When deciding to impose the death penalty, Supreme Court precedent requires juries to be informed of the defendant’s “future dangerousness.” The reasoning behind the court’s ruling in Simmons v. South Carolina is based on the thinking that a jury may be more inclined to sentence a defendant to death if they believe the defendant could pose a future danger to society. Defendants thus have a due-process right to tell juries if they could never be paroled, even if they are spared from the death penalty. 

For a time the Arizona Supreme Court ruled that Simmons is not applicable in the state. This forced the court to issue a rare summary reversal holding that Simmons does apply in Arizona. Even after the court’s ruling in Lynch v. Arizona, however, approximately 30 prisoners have still been denied this right. 

Cruz’s trial falls between the court’s ruling in Simmons and Lynch. When Cruz attempted to bring a Simmons claim to the Arizona Supreme Court, it ruled against him, concluding that Simmons did not apply in Arizona. Once the court ruled in Lynch, Cruz again tried to file for relief. 

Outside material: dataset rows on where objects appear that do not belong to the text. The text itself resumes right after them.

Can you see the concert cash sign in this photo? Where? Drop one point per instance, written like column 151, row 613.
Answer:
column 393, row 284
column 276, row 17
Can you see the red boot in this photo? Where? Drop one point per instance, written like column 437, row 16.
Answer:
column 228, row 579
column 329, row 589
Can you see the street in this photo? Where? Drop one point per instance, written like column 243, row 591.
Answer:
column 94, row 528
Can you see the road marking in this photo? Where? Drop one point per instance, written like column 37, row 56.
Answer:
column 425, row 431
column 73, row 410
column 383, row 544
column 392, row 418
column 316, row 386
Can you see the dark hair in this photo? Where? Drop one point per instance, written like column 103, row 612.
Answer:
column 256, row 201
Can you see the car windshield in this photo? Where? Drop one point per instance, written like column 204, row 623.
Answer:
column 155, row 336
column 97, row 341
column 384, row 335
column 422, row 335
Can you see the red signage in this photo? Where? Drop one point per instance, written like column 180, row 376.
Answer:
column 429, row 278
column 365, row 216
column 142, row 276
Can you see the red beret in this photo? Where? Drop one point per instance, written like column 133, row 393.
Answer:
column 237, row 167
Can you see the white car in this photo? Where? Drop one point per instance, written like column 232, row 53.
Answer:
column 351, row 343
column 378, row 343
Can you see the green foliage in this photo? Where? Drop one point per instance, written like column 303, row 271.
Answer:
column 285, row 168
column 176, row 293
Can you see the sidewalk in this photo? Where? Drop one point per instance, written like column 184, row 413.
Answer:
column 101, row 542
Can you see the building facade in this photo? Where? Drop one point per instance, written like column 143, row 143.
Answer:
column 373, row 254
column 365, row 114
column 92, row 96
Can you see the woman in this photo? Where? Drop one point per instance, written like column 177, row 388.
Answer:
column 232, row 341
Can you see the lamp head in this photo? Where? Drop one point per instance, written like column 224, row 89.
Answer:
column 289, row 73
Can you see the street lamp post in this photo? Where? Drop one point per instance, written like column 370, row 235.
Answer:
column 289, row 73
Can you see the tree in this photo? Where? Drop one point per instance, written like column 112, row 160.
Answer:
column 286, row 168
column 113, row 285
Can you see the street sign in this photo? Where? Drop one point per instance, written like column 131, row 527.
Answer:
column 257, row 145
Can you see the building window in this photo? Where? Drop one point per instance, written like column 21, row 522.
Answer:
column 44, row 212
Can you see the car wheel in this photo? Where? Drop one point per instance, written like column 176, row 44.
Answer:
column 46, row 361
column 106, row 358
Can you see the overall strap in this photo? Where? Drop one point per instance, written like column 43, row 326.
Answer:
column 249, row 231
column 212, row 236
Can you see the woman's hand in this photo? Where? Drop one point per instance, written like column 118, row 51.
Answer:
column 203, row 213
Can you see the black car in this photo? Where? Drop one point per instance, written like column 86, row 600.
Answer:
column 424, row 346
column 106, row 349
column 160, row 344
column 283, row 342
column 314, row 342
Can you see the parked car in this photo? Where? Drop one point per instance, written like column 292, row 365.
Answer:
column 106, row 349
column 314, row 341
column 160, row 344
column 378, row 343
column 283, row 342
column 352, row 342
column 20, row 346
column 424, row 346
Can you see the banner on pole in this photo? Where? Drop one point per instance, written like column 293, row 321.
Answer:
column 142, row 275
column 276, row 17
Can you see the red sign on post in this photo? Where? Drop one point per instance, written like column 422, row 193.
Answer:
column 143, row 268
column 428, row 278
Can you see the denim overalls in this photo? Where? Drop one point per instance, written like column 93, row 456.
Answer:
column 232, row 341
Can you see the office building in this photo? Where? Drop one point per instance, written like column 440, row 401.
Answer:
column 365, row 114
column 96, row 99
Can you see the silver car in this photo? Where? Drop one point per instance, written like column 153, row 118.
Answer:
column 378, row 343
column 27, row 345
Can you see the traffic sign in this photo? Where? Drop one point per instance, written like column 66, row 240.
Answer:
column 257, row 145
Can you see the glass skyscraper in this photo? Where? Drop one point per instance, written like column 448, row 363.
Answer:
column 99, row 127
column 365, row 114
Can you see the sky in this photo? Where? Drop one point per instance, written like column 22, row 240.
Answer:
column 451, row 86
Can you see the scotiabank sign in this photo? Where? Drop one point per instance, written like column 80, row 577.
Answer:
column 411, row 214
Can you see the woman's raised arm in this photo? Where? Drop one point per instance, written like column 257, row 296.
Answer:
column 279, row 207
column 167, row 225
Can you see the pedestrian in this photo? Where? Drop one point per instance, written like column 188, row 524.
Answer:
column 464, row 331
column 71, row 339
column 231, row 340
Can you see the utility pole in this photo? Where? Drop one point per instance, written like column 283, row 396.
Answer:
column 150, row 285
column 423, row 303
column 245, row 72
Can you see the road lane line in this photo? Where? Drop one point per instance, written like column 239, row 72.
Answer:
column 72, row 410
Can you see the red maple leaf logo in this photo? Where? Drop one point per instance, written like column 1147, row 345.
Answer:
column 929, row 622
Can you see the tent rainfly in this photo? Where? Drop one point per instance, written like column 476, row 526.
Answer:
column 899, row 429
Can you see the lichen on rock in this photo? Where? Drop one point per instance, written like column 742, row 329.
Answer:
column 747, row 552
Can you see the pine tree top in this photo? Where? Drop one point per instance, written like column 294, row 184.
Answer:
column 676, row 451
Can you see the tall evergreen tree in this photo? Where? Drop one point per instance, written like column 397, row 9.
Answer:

Part of Cruz’s arguments before the Arizona Supreme Court involves a procedural rule that authorizes a defendant to bring a successive petition for postconviction relief if there has been a significant change in the law that could overturn the defendant’s judgment or sentence. The Arizona Supreme Court found that Cruz did not qualify under that procedural rule because there was no significant change in the law, even though the court had previously said overturning precedent qualified as a significant change. 

The high court then took up the case in March to examine if Arizona’s procedural rule provided an adequate reason for the denial of relief.  

Cruz claims that the Arizona Supreme Court’s interpretation of the procedural rule in his case represents a departure from precedent and disregards the justices’ rulings. 

“It is the essence of novel, the essence of discrimination against this court’s rulings,” said Neal Katyal, an attorney for Cruz with the firm Hogan Lovells. 

Arizona’s Chief Deputy Attorney General Joseph Kanefield argued that the state’s high court relied on the principle of finality in its ruling. He urged the justices to give the court a chance to flush out the law. 

Kagan said the state’s arguments represented an attempt to win no matter what. 

“It’s not consistent with the legal system that you win no matter what,” Kagan said. 

While the three liberal justices did not seem swayed by the state’s arguments, it was not clear where all the court’s conservatives stood on the issue. Justices Neil Gorsuch and Samuel Alito offered tough questions for Cruz and leaned toward the state’s arguments. But Justice Amy Coney Barrett seemed skeptical of the state. 

“It just seems like you’re hairsplitting,” Barrett said to Kanefield.